How to Roast Root Vegetables
- Oven Temperature: I use a 400 degree oven to make root vegetables. Any hotter, and the sweeter veggies (like carrots) will over brown before the potatoes are cooked through. Any cooler and they will not brown and the potatoes will stick to the pan.
- Wash and peel the veggies. Get rid of the dirt and bitter peels. I leave the skin on potatoes and sweet potatoes for added fiber.
- Cut veggies mindfully: The trickiest part about mixing root vegetables and getting them to roast evenly is all in the size of the cuts. So you have to plan accordingly and cut some smaller and some larger to compensate for the different densities. Generally the harder the vegetable the longer it takes to cook through. So carrots, turnips, sweet potatoes and beets are very hard and they take the longest to soften. These you can cut slightly smaller. Celeriac, parsnips and potatoes are slightly softer and can be cut a little larger. To give you a sense of what I mean, today, I cut my potatoes into 1 1/2 inch chunks and my celeriac into 1-inch chunks.
- Toss with oil salt and pepper in a big bowl to coat them evenly. You have to be careful about adding herbs and garlic because they tend to burn before the vegetables are tender. Spices like smoked paprika and turmeric are okay. I save the bowl and use it again at the end to add in the flavorings (see tip #8.)
- Don’t overcrowd: You want to allow air flow around the vegetables so that they brown. Moisture prevents caramelization. Crowded vegetables insulate each-other from the hot heat of the oven. They end up steaming and will not brown. So if you have too many veggies to fit on a pan, just use two. Arrange your racks evenly in the oven to allow plenty of air flow, and plan to rotate your pans half way. I’ll often use convection if I am doing two pans.
- Stir only once or twice. If you try to stir the veggies too soon, they will stick to the pan. This is particularly the case with potatoes. So let them develop a nice brown bottom before turning them with a spatula.
- How do you know when they are done? I usually try to chop a couple in half with the side of a thin spatula. If they seem tender, then I’ll eat one to make sure. Very scientific!
- Add vinegar, pesto or herbs and such after they come back out of the oven.

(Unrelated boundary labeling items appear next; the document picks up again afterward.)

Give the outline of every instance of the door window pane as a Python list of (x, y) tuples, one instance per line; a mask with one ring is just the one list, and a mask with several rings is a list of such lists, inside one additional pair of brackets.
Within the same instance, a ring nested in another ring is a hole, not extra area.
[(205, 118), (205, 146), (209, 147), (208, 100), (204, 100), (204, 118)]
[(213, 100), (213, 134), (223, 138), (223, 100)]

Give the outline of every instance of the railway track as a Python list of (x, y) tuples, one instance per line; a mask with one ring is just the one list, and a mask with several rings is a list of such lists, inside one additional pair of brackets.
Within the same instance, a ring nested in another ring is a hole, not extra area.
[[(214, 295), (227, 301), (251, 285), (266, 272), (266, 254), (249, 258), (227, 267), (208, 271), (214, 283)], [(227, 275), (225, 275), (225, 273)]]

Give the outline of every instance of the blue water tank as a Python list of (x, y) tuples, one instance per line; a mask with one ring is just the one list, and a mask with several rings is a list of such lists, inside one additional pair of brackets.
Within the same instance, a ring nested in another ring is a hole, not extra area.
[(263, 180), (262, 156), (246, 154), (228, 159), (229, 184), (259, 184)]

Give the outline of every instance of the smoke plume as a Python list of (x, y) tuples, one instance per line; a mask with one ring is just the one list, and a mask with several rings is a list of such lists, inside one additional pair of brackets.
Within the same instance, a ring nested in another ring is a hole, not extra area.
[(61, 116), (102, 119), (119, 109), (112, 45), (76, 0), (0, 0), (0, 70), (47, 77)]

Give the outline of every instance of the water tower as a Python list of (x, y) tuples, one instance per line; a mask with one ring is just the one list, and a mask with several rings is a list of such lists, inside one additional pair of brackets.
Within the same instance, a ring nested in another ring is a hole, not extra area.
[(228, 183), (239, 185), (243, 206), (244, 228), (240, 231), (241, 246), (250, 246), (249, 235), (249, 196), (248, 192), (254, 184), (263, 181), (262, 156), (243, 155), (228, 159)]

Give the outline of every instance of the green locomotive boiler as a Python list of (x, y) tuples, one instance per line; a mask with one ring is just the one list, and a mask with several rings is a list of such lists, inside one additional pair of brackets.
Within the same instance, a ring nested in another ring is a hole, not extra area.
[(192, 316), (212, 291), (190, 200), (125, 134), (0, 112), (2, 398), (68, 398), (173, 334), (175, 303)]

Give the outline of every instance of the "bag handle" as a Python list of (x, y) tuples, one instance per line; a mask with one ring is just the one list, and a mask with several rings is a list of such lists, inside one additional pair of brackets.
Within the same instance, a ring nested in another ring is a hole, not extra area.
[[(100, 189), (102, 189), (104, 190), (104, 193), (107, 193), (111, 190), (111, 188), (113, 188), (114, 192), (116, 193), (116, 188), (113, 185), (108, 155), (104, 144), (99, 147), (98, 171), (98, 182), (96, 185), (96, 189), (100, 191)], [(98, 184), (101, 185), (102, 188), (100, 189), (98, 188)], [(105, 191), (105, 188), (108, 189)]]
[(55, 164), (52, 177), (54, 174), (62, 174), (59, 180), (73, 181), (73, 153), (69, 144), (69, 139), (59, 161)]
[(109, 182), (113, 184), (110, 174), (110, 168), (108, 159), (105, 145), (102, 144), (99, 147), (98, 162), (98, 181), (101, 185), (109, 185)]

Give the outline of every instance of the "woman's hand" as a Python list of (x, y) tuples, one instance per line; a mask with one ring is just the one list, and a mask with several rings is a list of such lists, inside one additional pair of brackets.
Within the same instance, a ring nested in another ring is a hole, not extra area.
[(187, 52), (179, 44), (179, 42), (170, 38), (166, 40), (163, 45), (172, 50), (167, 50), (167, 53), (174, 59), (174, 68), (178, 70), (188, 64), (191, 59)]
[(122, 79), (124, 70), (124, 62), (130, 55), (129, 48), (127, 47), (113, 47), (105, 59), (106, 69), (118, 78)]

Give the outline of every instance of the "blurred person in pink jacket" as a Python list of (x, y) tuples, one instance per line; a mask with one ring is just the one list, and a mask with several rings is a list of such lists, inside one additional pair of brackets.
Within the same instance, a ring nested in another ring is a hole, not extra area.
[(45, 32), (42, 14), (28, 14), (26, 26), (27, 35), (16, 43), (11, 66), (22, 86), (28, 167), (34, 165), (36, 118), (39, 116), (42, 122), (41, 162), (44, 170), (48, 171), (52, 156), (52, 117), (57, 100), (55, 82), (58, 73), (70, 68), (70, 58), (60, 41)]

Do you take a recipe, use it a few times and then strike out on your own?
Do you mix your roots?
What do you toss in with your roasted vegetables?
This side dish is a favorite all winter long and into the spring. Today I made a mix of root vegetables and added in some whole Brussels sprouts. I roasted everything together then tossed it with fresh tender spring herbs and lemon zest.
- 4 medium-small thin-skinned potatoes, cut into 1 ¼–inch chunks (11 oz or 2 cups)
- 4 large carrots, peeled and oblique cut into 3/4 –inch chunks (8 oz or 2 cups)
- 2 small celeriac, peeled and cut into 1 ¼-inch chunks (about 13 oz or 3 cups)
- 3 cups Brussels sprouts, trimmed (halved if very large) (10 oz)
- 2 tablespoons extra virgin olive oil
- 1 teaspoon coarse kosher salt or to taste
- ½ teaspoon freshly ground pepper
- ¼ cup chopped tender herbs, such as chives, dill, tarragon and chervil
- zest from one lemon, or to taste
- Arrange oven rack in center of oven. Preheat oven to 400 degrees F.
- Toss potatoes, carrots, celeriac and Brussels sprouts with oil, salt and pepper in a large bowl. Spread out on large rimmed baking sheet. Roast, stirring twice, until the vegetables are tender and browning, 30 to 38 minutes. Return the vegetables to the bowl and add the herbs and zest. Toss to coat. Serve warm.